Step 4: Other choices (A: occult blood, B: distention, D: hyperactive bowel sounds) are not specific to dehydration.
Summary: Elevated urine specific gravity is key as it directly reflects dehydration, unlike the other choices which are not specific indicators of dehydration.
A child with Leukemia is admitted for chemotherapy, and the nursing diagnosis, altered nutrition, less than body requirements related to anorexia, nausea, vomiting is identified. Which intervention should the nurse include in this child's plan of care?
- A. Allow the child to eat foods desired and tolerated
- B. Restrict foods brought from fast food restaurants
- C. Recommend eating the same foods as siblings eat at home
- D. Encourage a variety of large portions of food at every meal
Correct Answer: A
Rationale: Step 1: A child with Leukemia undergoing chemotherapy often experiences anorexia, nausea, and vomiting, leading to altered nutrition.
Step 2: Allowing the child to eat foods desired and tolerated promotes intake, ensuring adequate nutrition.
Step 3: Restricting foods (Choice B) can exacerbate the child's already limited intake and lead to nutritional deficiencies.

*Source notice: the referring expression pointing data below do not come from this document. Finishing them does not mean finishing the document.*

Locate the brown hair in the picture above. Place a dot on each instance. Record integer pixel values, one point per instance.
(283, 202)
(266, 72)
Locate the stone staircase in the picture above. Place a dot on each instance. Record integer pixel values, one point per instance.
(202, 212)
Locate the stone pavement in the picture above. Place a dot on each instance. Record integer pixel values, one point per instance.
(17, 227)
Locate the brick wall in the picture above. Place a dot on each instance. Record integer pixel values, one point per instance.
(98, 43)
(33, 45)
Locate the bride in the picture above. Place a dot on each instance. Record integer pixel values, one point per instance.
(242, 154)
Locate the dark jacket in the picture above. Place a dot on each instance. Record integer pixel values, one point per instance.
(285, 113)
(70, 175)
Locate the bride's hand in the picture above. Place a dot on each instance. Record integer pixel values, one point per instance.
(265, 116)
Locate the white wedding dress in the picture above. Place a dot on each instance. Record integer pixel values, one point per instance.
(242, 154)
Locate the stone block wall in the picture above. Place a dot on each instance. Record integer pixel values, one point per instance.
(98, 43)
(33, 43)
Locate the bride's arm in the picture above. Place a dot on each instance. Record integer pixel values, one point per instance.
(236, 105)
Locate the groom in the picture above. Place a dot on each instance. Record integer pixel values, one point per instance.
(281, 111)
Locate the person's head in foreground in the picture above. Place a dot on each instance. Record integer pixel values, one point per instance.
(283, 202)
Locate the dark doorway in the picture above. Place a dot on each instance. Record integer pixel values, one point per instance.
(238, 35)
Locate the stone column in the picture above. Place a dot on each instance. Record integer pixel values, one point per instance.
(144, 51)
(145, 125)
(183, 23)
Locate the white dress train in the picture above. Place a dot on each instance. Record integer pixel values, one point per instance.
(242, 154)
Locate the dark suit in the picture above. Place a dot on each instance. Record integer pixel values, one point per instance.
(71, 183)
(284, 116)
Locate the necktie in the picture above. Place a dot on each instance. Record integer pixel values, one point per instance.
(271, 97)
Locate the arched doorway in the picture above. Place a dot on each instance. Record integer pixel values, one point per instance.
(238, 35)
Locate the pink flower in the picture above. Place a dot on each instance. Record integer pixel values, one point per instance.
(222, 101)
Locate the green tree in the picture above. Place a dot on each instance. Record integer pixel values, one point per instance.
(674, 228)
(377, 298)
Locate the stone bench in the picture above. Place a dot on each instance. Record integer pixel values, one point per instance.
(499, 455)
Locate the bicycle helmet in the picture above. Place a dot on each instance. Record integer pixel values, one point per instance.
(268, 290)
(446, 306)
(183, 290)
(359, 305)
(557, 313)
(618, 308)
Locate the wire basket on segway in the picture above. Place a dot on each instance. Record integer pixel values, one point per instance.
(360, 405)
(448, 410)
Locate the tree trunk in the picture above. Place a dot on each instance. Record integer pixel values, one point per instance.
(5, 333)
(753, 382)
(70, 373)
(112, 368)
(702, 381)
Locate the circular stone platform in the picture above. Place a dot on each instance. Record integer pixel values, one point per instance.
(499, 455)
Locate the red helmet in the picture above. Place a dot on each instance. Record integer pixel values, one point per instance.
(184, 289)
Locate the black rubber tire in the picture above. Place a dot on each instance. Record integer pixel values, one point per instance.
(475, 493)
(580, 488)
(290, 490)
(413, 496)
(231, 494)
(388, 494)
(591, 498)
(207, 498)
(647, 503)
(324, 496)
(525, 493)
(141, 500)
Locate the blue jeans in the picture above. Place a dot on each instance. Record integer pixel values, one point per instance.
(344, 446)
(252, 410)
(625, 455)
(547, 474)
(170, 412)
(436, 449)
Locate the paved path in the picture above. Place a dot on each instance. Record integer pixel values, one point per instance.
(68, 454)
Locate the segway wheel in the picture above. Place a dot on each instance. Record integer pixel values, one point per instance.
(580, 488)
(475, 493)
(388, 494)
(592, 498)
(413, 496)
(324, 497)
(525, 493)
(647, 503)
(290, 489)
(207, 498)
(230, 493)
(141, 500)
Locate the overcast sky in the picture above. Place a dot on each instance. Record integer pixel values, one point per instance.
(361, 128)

Step 4: Recommending the same foods as siblings (Choice C) may not address the specific needs of the child undergoing chemotherapy.
Step 5: Encouraging large portions of food (Choice D) may overwhelm the child and worsen their symptoms.
The nurse is caring for a 10-year-old diagnosed with acute glomerulonephritis. Which outcome is the priority for this child?
- A. Activity tolerance as evidenced by appropriate age-level activities being performed
- B. Absence of skin breakdown as evidenced by intact skin and absence of redness
- C. Maintaining adequate nutritional status as evidenced by stable weight without gain or loss
- D. Maintaining fluid balance as evidenced by a urine output of 1 to 2 ml/kg/hr
Correct Answer: D
Rationale: The correct answer is D. In acute glomerulonephritis, the kidneys are inflamed, affecting fluid balance. Monitoring urine output of 1 to 2 ml/kg/hr is crucial to assess kidney function and prevent fluid overload or dehydration. This is the priority outcome as it directly reflects kidney function and overall fluid balance.
A: Activity tolerance is important but not the priority in acute glomerulonephritis.
B: Absence of skin breakdown is important for overall health but not directly related to the condition.
C: Nutritional status is important, but fluid balance takes precedence in managing acute glomerulonephritis.
In summary, maintaining fluid balance is crucial in managing acute glomerulonephritis as it directly reflects kidney function, while the other options are important but not the priority in this scenario.